Is there an easy way to create and populate an age dimension with age groups?
Solution
Creating an age dimension is usually done once and probably not in SSIS, but with a TSQL script.
For each new assignment I use a script similar to this and adjust it to the requirements for that particular assignment.
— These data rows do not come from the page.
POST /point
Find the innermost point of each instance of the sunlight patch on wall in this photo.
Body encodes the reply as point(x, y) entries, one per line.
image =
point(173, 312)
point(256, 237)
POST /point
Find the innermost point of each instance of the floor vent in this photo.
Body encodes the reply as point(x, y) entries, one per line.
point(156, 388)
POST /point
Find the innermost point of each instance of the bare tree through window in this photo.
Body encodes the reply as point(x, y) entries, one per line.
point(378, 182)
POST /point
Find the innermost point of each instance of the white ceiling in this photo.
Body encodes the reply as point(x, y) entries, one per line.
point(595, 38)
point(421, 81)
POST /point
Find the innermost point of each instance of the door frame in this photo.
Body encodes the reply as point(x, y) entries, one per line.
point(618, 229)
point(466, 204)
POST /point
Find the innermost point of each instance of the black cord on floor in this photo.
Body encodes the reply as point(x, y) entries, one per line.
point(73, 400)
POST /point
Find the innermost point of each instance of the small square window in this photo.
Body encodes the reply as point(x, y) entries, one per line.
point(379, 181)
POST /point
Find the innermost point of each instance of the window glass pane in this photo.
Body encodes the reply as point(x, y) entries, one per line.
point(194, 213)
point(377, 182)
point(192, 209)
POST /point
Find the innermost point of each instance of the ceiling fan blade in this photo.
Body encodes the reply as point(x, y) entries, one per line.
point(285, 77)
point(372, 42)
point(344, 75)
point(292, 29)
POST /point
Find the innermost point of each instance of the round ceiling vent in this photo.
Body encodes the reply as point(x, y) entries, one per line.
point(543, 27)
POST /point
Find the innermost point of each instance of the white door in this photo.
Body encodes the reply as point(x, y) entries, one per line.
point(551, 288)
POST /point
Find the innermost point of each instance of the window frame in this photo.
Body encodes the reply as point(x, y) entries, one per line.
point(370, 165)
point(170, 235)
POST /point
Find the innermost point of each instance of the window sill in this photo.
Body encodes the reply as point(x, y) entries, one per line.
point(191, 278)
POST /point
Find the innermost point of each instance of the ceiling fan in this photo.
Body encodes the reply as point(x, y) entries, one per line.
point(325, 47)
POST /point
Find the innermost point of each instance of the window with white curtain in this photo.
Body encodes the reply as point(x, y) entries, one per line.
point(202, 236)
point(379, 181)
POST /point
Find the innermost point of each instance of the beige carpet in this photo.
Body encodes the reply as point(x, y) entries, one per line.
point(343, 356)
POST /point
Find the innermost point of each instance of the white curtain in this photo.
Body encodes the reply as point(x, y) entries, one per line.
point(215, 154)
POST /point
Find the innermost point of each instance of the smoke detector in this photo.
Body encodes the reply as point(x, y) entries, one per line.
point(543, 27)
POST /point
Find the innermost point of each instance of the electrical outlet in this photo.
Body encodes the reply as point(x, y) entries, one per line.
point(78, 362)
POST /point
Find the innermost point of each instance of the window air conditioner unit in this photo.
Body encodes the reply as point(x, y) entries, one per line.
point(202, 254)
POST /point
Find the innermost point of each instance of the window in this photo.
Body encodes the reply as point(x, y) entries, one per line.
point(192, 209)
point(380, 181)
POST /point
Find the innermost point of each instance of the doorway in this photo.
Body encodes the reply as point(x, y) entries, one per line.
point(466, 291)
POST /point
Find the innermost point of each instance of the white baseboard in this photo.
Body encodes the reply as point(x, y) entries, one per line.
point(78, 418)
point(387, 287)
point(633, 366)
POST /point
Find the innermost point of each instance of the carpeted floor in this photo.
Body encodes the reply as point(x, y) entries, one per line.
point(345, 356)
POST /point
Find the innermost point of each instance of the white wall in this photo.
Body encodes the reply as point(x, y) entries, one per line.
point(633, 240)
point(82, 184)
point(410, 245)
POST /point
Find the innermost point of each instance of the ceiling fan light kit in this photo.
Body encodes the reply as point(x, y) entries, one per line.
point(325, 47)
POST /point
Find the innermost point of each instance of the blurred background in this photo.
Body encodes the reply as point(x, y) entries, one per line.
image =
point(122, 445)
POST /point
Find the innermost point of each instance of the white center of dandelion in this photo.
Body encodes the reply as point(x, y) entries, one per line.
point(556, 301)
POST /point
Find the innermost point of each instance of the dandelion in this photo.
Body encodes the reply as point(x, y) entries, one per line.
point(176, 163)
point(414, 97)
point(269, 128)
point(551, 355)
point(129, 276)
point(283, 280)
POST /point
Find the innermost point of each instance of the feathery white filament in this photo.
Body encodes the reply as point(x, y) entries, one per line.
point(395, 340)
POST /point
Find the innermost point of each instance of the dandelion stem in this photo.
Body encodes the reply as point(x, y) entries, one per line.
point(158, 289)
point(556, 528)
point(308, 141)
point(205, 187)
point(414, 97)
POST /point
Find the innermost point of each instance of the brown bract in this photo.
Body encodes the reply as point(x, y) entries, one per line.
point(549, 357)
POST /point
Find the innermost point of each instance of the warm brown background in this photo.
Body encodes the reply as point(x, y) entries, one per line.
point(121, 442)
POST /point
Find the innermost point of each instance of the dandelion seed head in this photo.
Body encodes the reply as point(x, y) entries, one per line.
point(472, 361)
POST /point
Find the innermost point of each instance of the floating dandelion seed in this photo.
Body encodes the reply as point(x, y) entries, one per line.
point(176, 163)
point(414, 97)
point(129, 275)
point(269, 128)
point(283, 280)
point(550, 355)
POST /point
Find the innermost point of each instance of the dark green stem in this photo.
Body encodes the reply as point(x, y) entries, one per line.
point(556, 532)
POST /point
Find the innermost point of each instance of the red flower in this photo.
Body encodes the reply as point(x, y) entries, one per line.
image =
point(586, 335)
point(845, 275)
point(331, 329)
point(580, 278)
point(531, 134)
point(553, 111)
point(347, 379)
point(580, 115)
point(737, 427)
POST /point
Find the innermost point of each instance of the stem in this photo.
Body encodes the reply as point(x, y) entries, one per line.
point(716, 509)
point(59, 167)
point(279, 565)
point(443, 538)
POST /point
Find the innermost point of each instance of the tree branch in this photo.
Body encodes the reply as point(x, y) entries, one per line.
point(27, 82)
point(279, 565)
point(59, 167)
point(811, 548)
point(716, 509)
-- Drop dimension table if exists
IF EXISTS (SELECT * FROM sys.objects WHERE object_id = OBJECT_ID(N'[dbo].[dim_age]') AND TYPE IN (N'U'))
BEGIN
DROP TABLE [dbo].[dim_age]
END
-- Create table dim_age
SET ANSI_NULLS ON
GO
SET QUOTED_IDENTIFIER ON
GO
CREATE TABLE [dbo].[dim_age](
[dim_age_id] [int] IDENTITY(-1,1) NOT NULL,
[Age] [smallint] NULL,
[AgeGroup1] [nvarchar](50) NULL,
[AgeGroup1Sort] [int] NULL,
[AgeGroup2] [nvarchar](50) NULL,
[AgeGroup2Sort] [int] NULL,
CONSTRAINT [PK_dim_age] PRIMARY KEY CLUSTERED
(
[dim_age_id] ASC
) WITH (PAD_INDEX = OFF, STATISTICS_NORECOMPUTE = OFF, IGNORE_DUP_KEY = OFF, ALLOW_ROW_LOCKS = ON, ALLOW_PAGE_LOCKS = ON) ON [PRIMARY]
) ON [PRIMARY]
GO
-- Enter unknown dimension value (in case a person's date of birth is unknown)
INSERT INTO [dbo].[dim_age]
([Age]
,[AgeGroup1]
,[AgeGroup1Sort]
,[AgeGroup2]
,[AgeGroup2Sort])
VALUES
(-1
,'Unknown'
,0
,'Unknown'
,0)
GO
-- Enter all ages
declare @age smallint;
set @age = 0;
-- Loop through ages 0 to 130
WHILE @age < 131
BEGIN
INSERT INTO [dbo].[dim_age]
([Age]
,[AgeGroup1]
,[AgeGroup1Sort]
,[AgeGroup2]
,[AgeGroup2Sort])
VALUES
(@age
-- Use the common age groups/categories of your region/branch/industry
-- This is just an example
, CASE
WHEN @age < 15 THEN '0 till 15 year'
WHEN @age < 25 THEN '15 till 25 year'
WHEN @age < 35 THEN '25 till 35 year'
WHEN @age < 45 THEN '35 till 45 year'
WHEN @age < 55 THEN '45 till 55 year'
WHEN @age < 65 THEN '55 till 65 year'
ELSE '65 year and older'
END
-- Add value to sort on in SSAS
, CASE
WHEN @age < 15 THEN 1
WHEN @age < 25 THEN 2
WHEN @age < 35 THEN 3
WHEN @age < 45 THEN 4
WHEN @age < 55 THEN 5
WHEN @age < 65 THEN 6
ELSE 7
END
, CASE
WHEN @age < 19 THEN 'Juvenile'
ELSE 'Mature'
END
-- Add value to sort on in SSAS
, CASE
WHEN @age < 19 THEN 1
ELSE 2
END
)
-- Goto next age
set @age = @age + 1
END
The result: filled age dimension |
How could you use this dimension?
A while ago I also posted an example to create and populate a date dimension. So now you can combine those in a datamart. I have an employee table and an absence table with a start- and enddate.
Employee table |
Absence table |
I will use the date dimension to split the absence time periods in separate days and then calculate the employee's age of each day of absence. This will go in to a fact table and then I can use the age dimension to see absence per age group.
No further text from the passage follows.